Perpetually a few steps ahead, she walks and talks at a steady pace without looking back, only breaking her cadence to address those who cross her periphery: telling the baker how many loaves are needed; inquiring after the amount of available greens; lamenting a plant’s ill-advised pruning. Ballymaloe is not a place—it’s a living, breathing organism whose appendages pulse with life. There are barns and bakeries, cellars and greenhouses, verdant fields that soon will burst bounteous from wet earth. As I scurry to catch up, I peer into open doorways full of rising sourdough and cheesemakers cutting curd, crouch between rows of thick kale and Brussels sprouts whose stalks stand like herds of tiny green elephants’ legs, and sidle into a lecture hall where a chef’s mirrored hands glide masterfully over his mise en place.
Allen founded the culinary school in 1983 with her brother, chef and instructor Rory O’Connell; their family home is now the Ballymaloe House. The grounds encompass an organic farm, restaurant, and various production facilities, but the most exciting feature is the fermentation room: a mad scientist’s bunker plunked in the middle of this green reverie. The white portable building is filled to bursting with bottles and jars full of bubbling, pungent, brightly colored substances. One day, I’m told, there may be a brewery; for now, they make cider, sauerkraut, and all manner of experimental things.
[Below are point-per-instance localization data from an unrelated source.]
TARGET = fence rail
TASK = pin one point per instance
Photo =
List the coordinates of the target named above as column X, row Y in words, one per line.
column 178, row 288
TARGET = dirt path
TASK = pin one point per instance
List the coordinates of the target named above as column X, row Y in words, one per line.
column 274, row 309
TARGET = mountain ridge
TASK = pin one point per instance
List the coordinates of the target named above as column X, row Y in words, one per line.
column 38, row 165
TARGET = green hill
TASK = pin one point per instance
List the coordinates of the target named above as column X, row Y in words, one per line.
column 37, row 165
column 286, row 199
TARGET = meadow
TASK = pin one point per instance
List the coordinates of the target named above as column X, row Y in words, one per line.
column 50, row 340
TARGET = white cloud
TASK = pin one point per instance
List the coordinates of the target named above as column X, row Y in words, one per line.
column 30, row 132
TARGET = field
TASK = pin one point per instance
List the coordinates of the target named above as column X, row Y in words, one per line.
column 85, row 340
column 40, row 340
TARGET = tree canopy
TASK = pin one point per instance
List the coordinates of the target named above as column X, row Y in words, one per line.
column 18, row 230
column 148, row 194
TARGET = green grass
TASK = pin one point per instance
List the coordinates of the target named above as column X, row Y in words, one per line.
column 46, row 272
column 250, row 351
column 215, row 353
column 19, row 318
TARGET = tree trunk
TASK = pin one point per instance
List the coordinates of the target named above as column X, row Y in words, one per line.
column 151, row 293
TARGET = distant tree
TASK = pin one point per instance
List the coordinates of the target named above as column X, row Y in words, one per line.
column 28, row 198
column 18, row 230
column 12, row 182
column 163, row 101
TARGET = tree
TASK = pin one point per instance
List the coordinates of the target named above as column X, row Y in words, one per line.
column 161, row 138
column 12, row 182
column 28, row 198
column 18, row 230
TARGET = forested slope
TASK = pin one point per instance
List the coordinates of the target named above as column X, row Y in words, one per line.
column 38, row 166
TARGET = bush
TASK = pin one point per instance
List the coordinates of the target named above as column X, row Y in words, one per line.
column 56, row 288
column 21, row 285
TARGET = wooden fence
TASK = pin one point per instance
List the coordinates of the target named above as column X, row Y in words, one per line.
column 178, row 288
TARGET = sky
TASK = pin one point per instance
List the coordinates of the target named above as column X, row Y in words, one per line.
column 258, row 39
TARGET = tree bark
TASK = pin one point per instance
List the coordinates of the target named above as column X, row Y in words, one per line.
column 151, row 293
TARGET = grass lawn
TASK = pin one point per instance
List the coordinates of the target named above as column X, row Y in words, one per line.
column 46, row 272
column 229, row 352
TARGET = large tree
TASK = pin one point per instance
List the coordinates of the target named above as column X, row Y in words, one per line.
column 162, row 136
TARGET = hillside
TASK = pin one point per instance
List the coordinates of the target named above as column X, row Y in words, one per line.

At the end of the tour, Allen dons her mask with smiling eyes and dissolves as mysteriously as she materialized, falling back into the ballet of the place and leaving me breathless with a pile of cheese cubes, a bottle of Ballymaloe cider, and a dream of trading my laptop for a knife set. The next night, when I share the cider with new friends over stories of my travels, I remember again why I do what I do.